Tuesday, February 12, 2008

National Teen Dating Abuse Helpline

A couple of posts ago I talked about Teen Dating Abuse Awareness Week. This week, the Houston Chronicle posted an article about the Nat'l Teen Dating Abuse Helpline as they celebrate their one year anniversary.

The article gives a history about the battered woment's movement and how it has been able to reduce the number of victims and a description of the helpline center and its workers/volunteers. The helpline is "[h]oused in a florescent-lit room on the ground floor of the council's Austin office, the new helpline more closely resembles a college dorm room than a national nerve center for teen dating abuse counseling. IKEA desks and artwork line the walls, and a couch is available for napping in the back corner." In comparison, the National Domestic Violence Hotline which is on the second floor "where phone operators, called advocates, sit in a large room filled with cubicles while a white noise machine drowns out their individual conversations."

The teen helpline is different in that they use mostly chat engines to communicate with teens and have basically annonimous conversations about their relationships or their behavior.

Also, "[a]t the teen helpline, callers often seek advice not on filing a protective order, but on telling their parents about being hit or arranging safe places at school away from an abusive classmate they had been dating. Others call with questions about Web stalking or being harassed through text messaging."
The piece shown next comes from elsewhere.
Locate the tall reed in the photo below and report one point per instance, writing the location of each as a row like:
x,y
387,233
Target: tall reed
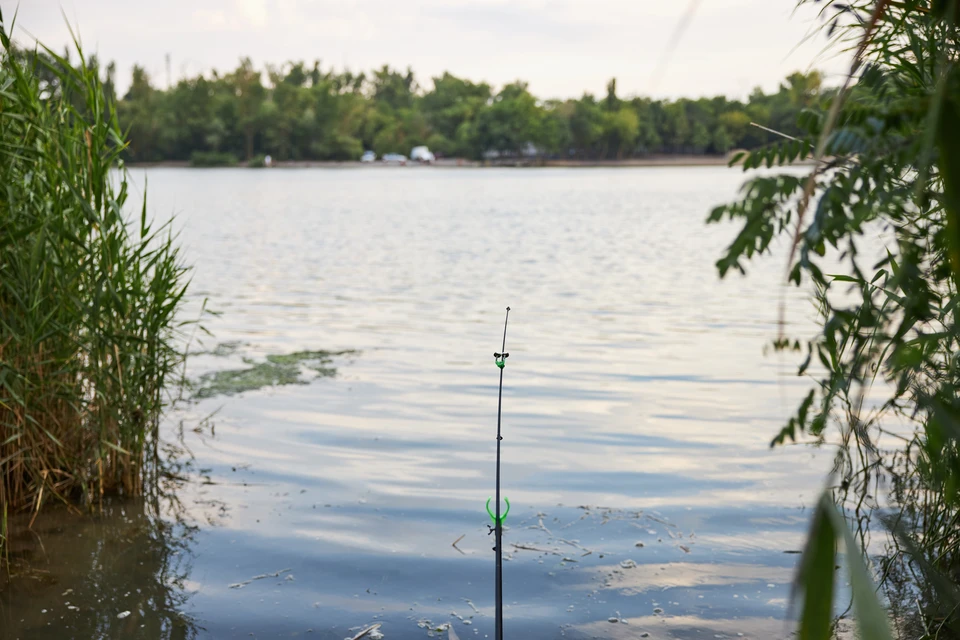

"I think we realized some time ago that the violence happens earlier than we were admitting," said Debby Tucker, one of the council's (Texas Council on Family Violence - www.tcfv.org) founders. "But it's taken a long time to arrange services for young people and figure out effective strategies."

I think it is great that this information is available to teens and people in general. I hope that they can get the help that they need.

ARE YOU A VICTIM?
Does something about your relationship scare you? Take this quiz to see if you might be in trouble. If you answer yes to even one, you may be in an abusive relationship.

Does your boyfriend/girlfriend:
• Look at you or act in ways that scare you?
• Act jealous or possessive?
• Put you down or criticize you?
• Try to control where you go, what you wear or what you do?
• Text or IM you excessively?
• Blame you for the hurtful things they say and do?
• Threaten to kill or hurt you or themselves if you leave them?
• Try to stop you from seeing or talking to friends and family?
• Try to force you to have sex before you're ready?
• Hit, slap, push or kick you?

To get help:
loveisrespect.org
• 1-866-331-9474
• 1-866-331-8453
Source: Loveisrespect.org , National Teen Dating Abuse Helpline

Or you can contact the National Domestic Violence Hotline at 1-800-799-SAFE (7233) or their website at http://www.ndvh.org/.

You are not alone, there is help out there. The advocates at these helplines WILL NOT force you to do anything you don't want to.